The weakening and swelling of the main blood vessel from the heart is normally fatal if it bursts.
A study published in the New England Journal of Medicine, raised "concern" that English surgeons may be performing preventative operations less often.
Experts say the issue should be investigated further.
The aorta is normally 2 cm across and international guidelines suggest considering surgery once an aneurysm grows to 5.5 cm in men or 5 cm in women.
They cause massive internal bleeding if they burst.
Surgeons can either perform keyhole surgery to line the aorta with stents or perform open surgery to replace the aneurysm with a graft.
Both procedures come with risks.
Teams from Harvard Medical School and St George's, University of London, analysed official national data on aneurysms in the US and England between 2005 and 2012. While the data analysed was only from England, the research team believe their findings apply across the UK.
The death rate from aneurysms fell in both countries over the period.
And in 2012 it stood at 34 per 100,000 people per year in England in 2012 and at nine per 100,000 people per year in the US.
On average it was three-and-a-half times higher in England.
Meanwhile, the rate of aneurysm repair in England was half that of the US and those that were performed took place when the aneurysm had reached a larger size.
The average size was 5.83 cm in the US and 6.37 cm in England.
Dr Alan Karthikesalingam, from St George's, told the BBC News website: "This is not something we knew was happening.
"From an English perspective it raises a series of questions about what we do in response."
He was clear that the study is not definitive proof that doctors in England have got it wrong, but there "may be room for improvement".
He said: "It is a concerning observation. The problem is our study does not conclusively prove that the lower operation rate in England is the only cause of the higher number of aneurysm deaths."
One of the challenges is it is impossible to fully account for all the differences between the English and US healthcare systems, when people are tested and the health of the populaces which may also affect the findings.

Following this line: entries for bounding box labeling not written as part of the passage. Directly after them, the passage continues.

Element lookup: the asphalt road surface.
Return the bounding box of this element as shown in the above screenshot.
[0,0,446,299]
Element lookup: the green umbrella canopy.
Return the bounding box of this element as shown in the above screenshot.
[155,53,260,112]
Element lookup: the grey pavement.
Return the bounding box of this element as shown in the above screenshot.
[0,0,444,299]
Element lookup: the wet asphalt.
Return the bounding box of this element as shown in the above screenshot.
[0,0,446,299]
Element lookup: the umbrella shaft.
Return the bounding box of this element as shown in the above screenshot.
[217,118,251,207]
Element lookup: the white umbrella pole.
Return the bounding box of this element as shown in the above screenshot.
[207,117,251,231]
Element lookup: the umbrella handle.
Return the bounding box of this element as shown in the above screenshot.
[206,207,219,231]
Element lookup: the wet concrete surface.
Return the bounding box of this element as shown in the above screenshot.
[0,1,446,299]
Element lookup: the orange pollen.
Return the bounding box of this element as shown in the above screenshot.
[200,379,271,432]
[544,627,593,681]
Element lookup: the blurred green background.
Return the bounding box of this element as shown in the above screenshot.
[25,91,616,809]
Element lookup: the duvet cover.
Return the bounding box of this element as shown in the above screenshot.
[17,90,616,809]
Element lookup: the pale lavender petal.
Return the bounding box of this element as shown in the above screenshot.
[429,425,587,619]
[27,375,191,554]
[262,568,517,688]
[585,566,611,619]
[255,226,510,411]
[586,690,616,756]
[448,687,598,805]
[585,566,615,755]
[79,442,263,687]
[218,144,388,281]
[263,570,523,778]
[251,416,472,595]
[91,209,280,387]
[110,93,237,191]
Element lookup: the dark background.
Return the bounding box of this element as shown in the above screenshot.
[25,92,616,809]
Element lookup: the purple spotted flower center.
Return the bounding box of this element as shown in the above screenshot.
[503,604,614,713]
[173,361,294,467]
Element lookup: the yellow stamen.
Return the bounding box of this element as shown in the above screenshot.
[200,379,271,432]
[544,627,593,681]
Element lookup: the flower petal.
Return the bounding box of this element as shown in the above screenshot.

The UK began introducing a screening programme for aneurysms in 2009.
Dr Karthikesalingam said there needed to be more research to determine if doctors should perform preventative operations on smaller aneurysms.
The Vascular Society of Great Britain and Ireland said: "Further trials are required to determine the safe threshold for abdominal aortic aneurysm management in the UK."
Meanwhile, Matt Bown, a professor of vascular surgery at the University of Leicester, said: "These findings do not support an immediate change in clinical practice, but do suggest that more research is needed to explain the variation in aneurysm death rates between the US and the UK.
"Currently, there is no evidence to suggest that patients with an abdominal aortic aneurysm should be offered surgery if it is less than 5.5cm.
"My current British Heart Foundation-funded research aims to help us understand more about how abdominal aortic aneurysms progress and the risk of rupture, and could help us identify people whose aneurysms grow faster and are at greater risk."